The American Farm Bureau Federation and the National Pork Producers Council have closed the final chapter of their lawsuit challenging the Environmental Protection Agency’s release of farmer and rancher personal information. A federal judge has approved a settlement that secures the private, and oftentimes detailed information of thousands of livestock and poultry farmers in 36 states. The settlement agreement, reached with current EPA Administrator Scott Pruitt, eliminates the need for a court order by spelling out exactly what information can remain in the spreadsheets released by the agency: only the city, county, zip code and permit status of an operation will be released.
Freeze Damage Reported in Southeastern States
USDA meteorologist, Brad Rippey, looks at some of the states and some of the crops impacted by a mid-March freeze event in the Southeast.

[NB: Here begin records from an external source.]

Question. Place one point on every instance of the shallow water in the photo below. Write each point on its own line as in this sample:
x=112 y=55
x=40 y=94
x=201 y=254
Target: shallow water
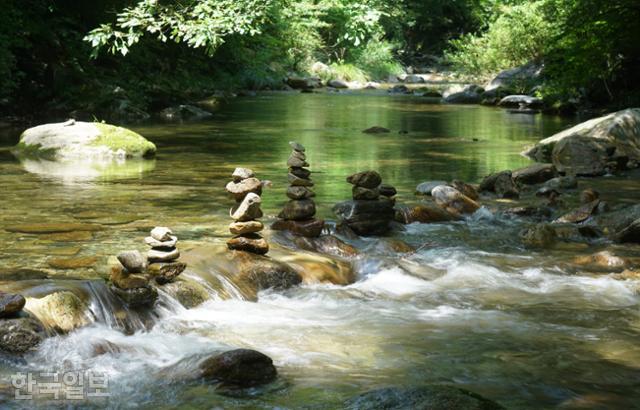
x=470 y=308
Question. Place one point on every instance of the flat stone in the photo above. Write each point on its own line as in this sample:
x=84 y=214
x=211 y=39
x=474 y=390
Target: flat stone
x=164 y=273
x=10 y=304
x=161 y=233
x=155 y=255
x=240 y=174
x=298 y=210
x=300 y=172
x=133 y=261
x=297 y=181
x=241 y=367
x=311 y=228
x=300 y=192
x=359 y=192
x=53 y=228
x=296 y=146
x=154 y=243
x=248 y=209
x=387 y=190
x=239 y=228
x=240 y=189
x=365 y=179
x=252 y=242
x=72 y=263
x=296 y=162
x=124 y=280
x=137 y=297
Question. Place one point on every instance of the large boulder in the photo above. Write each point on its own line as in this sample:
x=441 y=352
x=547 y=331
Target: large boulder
x=589 y=147
x=420 y=398
x=366 y=217
x=75 y=140
x=468 y=94
x=20 y=335
x=453 y=201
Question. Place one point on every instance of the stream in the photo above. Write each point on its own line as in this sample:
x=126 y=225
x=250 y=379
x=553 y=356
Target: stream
x=471 y=307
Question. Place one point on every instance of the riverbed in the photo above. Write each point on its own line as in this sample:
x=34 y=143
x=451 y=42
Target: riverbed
x=471 y=307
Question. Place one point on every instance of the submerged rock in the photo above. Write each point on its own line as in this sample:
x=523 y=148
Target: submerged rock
x=420 y=398
x=75 y=140
x=20 y=335
x=240 y=367
x=10 y=304
x=587 y=148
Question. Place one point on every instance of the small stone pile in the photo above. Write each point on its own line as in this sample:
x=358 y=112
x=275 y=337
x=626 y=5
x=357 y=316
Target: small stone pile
x=371 y=210
x=246 y=190
x=131 y=280
x=297 y=214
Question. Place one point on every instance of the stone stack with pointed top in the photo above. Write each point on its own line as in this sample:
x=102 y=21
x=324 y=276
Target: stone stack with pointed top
x=371 y=210
x=246 y=190
x=297 y=216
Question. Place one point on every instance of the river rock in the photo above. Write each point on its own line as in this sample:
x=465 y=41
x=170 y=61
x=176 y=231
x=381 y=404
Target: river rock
x=516 y=101
x=420 y=398
x=63 y=311
x=248 y=209
x=297 y=181
x=20 y=335
x=300 y=172
x=136 y=297
x=298 y=210
x=453 y=201
x=240 y=367
x=425 y=188
x=587 y=148
x=534 y=174
x=376 y=130
x=133 y=261
x=366 y=217
x=294 y=162
x=466 y=189
x=154 y=243
x=240 y=228
x=240 y=174
x=300 y=192
x=249 y=243
x=161 y=255
x=10 y=304
x=308 y=228
x=240 y=189
x=424 y=213
x=539 y=236
x=468 y=94
x=366 y=179
x=76 y=140
x=387 y=190
x=166 y=272
x=125 y=280
x=581 y=214
x=161 y=234
x=297 y=146
x=359 y=192
x=567 y=182
x=190 y=293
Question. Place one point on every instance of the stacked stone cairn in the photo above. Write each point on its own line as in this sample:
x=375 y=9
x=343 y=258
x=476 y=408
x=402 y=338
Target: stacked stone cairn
x=371 y=210
x=131 y=280
x=246 y=190
x=297 y=214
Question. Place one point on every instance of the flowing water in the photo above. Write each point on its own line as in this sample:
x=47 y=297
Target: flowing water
x=471 y=307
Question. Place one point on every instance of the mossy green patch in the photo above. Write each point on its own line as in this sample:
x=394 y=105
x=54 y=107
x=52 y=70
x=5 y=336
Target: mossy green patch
x=134 y=144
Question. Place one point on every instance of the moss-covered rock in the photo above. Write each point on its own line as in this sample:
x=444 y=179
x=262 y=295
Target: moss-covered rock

“Looking at some of the state reports that have come out, there certainly are some indications of damage to many, many crops. Looking through some of the quotes from the USDA/NASS reports, not surprisingly it looks like Georgia and South Carolina are some of the hardest hit, and also coming in from other reports in the southeast, indicating some producers just abandoning the winter wheat crop in terms of trying to harvest it for grain, and then just then moving to cutting it for forage.
Now, on the positive side, a big crop out of Georgia, onions, were largely unscathed by the cold.”
No Farm Bill Without SNAP
The Ranking member of the House Agriculture Subcommittee on Nutrition says there will be no farm bill without the Supplemental Nutrition Assistance Program, or SNAP. Democrat James McGovern of Massachusetts at the opening of a hearing titled The Next Farm Bill: The Future of SNAP, warned lawmakers, by saying “don’t even think of separating the nutrition title from the farm bill.” He said such a move would be a “huge mistake” and guaranteed there “will be no farm bill,” if the committee separates SNAP from the farm bill. Further, he wanted the House Agriculture Committee to not “screw around with the program.”